The Upcycling Fad – How Big Business Misuses Green Concepts


When describing the work I do, I often pause before using the term upcycling. While a lot of the products Boe offers definitely fit the true definition of upcycling (to reuse discarded objects or material in such a way as to create a product of higher quality or value than the original), I feel a lot of product that is out there on the market masquerading as upcycled is a long way from.  It is far too common to see a product given a shiny coat of paint or turned into something less functional than its original form being described as ‘upcycled’, but what is really disheartening is when a big multinational company choses to misuse the term for its own marketing.

I was alerted today to Deliveroo’s ‘upcycled’ bicycle, a part of a marketing campaign they are currently undertaking in the UK.  I have studied the available photos of this ‘upcycled’ creation, and from what I can see it is a completely functional conventional bicycle with a random array of kitchen utensils bolted on.  Assuming the rider is game enough to sit on the sandwich toaster, I can see three utensils that may be serving some purpose (the centre of the handlebars may actually be a rolling pin, and there may be a spoon acting as a washer on the front rack), everything else is decoration.  To me, there is not one kitchen appliance on this bike that is has higher value or quality when attached to the bicycle than it originally did.
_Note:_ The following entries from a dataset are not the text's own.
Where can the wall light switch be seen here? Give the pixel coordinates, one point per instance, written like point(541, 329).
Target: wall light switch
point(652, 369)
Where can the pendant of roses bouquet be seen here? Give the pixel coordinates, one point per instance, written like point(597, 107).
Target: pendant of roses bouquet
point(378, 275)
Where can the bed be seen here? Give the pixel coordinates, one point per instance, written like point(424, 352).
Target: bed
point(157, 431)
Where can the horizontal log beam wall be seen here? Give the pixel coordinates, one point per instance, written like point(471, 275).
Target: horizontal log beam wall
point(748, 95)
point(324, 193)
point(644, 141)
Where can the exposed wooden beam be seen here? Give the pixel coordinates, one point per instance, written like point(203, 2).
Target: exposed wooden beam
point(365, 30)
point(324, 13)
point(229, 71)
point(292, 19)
Worse still, it appears that most, if not all. of the ‘upcycled’ components of the bicycle are brand new, not even salvaged or reclaimed from someone’s dusty kitchen drawer.

I would love to see big businesses like Deliveroo properly embrace concepts like re-use and upcycling.  There’s no reason that their bicycle fleet couldn’t be 1980’s 10 speed roadbikes or 1990’s mountainbikes, for example.  I would also love to be involved in assisting businesses of all sizes move towards more environmentally sustainable business models by incorporating re-use and repair into their product ranges.  If anyone can suggest how we can encourage this I am all ears.